We are a country that’s heavily dependent on manual labour across all sectors. Whether it’s construction workers, housekeeping staff, drivers or security guards, people employed in these roles are responsible at the root level for building these industries. While the technology is taking over and transforming the face of many industries, it is yet to alter the course of recruitment at their ground level. Recruitment in blue-collar jobs in India can be a bit chaotic, given the archaic manual process for a distributed workforce. There’s a lot that needs to be addressed – geographic barriers, demand aggregation, topical training and skilling – which is currently unorganised. But the strategic use of data, analytics and technology can help make a dent in this space.
Technology can trace the huge untapped potential in this segment
The worlds of demand and supply are completely disjoint when it comes to recruiting blue-collar workforce. On one hand, rural areas are brimming with potential waiting to be utilised. On the other, industries in the urban metros often struggle to fill vacancies in roles like delivery and driver partners, and also to retain them. Inadequate skilling, different geographical location, lack of data, lack of engagement – a lot of factors are responsible for this disconnect.
In retrospect, data and analytics can help study the trends and map the demand to supply. Based on the trends, future demand projections can be charted out and candidates can be prepared accordingly in those particular job skills for those particular job roles. For instance, if you know in advance that Assam produces the largest number of security guards or housekeeping staff, it will be easier for the employers to trace them. Similarly, if the candidates or training partners know which city employs the maximum number of security guards, placement for them becomes much easier.
Technology helps iron out the friction in recruitment process
While the world moved on to digital channels long time ago, hiring in this segment still follows the manual process. This is not only time-consuming but financially unviable too. It consumes a lot of resource, effort and time on the company trying to make sense of chaotic data across distributed workforce, especially when it’s not their core area.
What makes sense, instead, is to outsource the process to enterprises who have the right technology and resources to bring efficiency to the process at a cost-effective rate. The penetration of technology helps fill the gaps of the broken system and make the entire process frictionless. It helps avoid the loss of time and productivity on the part of the employer.
Updating skills digitally helps fill the gaps in physical training
In a world that’s constantly changing, it is important to keep reskilling and upskilling to survive and remain employable. The lack of awareness and resources in the semi-formal segment often keeps them from learning new skills or even learning the right skills for the jobs. This not only brings inefficiency to the process but also leads to high attrition that takes the employer back to square one.
Perhaps it’s time to take a step back and rethink about the physical classroom training. Is it enough to connect them to the right jobs? Does it prepare them to handle their job roles effectively in a rapidly-changing environment of high customer expectation? Learning is no longer confined to classrooms anywhere. Maybe training them through a digital platform – for instance, learning apps – will help them learn constantly and on-the-go keeping pace with changing demands. This not only improves their efficiency but also cuts down a major reason for their frequent job change.

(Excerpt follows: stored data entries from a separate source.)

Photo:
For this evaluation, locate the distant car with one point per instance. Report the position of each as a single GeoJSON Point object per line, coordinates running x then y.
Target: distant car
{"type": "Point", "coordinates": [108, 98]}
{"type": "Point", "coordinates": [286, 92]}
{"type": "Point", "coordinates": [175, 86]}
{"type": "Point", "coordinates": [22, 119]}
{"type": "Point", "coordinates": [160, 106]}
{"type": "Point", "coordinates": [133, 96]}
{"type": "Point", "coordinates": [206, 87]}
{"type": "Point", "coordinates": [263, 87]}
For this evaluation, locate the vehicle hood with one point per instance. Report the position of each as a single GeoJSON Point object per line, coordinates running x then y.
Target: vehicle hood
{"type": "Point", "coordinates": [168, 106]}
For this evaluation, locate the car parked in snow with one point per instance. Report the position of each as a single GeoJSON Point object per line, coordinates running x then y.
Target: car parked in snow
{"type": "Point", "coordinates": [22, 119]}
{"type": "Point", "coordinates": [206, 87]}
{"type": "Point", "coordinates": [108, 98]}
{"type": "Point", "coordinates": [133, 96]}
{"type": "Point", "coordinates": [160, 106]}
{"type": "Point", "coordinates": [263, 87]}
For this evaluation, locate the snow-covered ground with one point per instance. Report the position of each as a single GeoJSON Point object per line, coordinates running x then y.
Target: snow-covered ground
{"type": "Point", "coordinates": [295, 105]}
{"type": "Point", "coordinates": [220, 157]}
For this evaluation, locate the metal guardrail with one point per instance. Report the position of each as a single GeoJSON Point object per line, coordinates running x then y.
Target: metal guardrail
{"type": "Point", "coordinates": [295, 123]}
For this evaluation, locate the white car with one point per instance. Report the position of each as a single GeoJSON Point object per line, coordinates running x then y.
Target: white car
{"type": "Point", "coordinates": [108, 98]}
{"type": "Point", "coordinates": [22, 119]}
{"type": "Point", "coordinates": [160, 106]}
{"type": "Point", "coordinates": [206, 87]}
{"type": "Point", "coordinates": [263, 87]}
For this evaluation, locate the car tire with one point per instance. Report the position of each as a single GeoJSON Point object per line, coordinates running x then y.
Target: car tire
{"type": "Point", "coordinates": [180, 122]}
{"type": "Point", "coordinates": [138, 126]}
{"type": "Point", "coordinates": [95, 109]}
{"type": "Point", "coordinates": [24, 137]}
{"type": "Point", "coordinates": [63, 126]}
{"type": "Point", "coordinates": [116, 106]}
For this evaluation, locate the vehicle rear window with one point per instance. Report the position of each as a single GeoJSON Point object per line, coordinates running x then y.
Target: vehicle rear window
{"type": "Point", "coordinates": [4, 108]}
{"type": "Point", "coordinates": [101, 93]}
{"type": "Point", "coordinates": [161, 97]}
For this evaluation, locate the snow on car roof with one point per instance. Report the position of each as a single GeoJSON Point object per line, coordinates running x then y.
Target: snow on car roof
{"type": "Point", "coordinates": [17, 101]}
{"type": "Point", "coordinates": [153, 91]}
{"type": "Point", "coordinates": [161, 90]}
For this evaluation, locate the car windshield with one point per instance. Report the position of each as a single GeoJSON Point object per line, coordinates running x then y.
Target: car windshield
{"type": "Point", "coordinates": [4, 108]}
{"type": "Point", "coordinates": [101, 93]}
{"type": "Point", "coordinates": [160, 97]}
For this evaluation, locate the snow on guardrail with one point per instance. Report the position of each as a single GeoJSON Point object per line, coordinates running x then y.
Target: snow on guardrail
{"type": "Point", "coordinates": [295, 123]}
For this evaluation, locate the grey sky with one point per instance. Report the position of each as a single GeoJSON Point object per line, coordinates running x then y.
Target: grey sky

It consumes a lot of resource, effort and time on the company trying to make sense of chaotic data across distributed workforce, especially when it’s not their core area. What makes sense, instead, is to outsource the process to enterprises who have the right technology and resources to bring efficiency to the process at a cost-effective rate
Technology boosts the reach of the employers
Getting across to the heavily distributed workforce in a country like ours can be challenge. The labour force is scattered across the country, but majority of jobs are confined to tier-1 cities. This essentially means that the workforce from many different regions migrates to the metros to get employed. But the disconnect between the two makes the entire process bumpy.
The white-collar workforce also migrates to bigger cities in search of jobs. But the abundance of digital channels makes it much smoother for both the employees and employers to connect. A similar approach in the semi-formal segment can help cross over the geographical barriers and even make post-placement compliances much easier.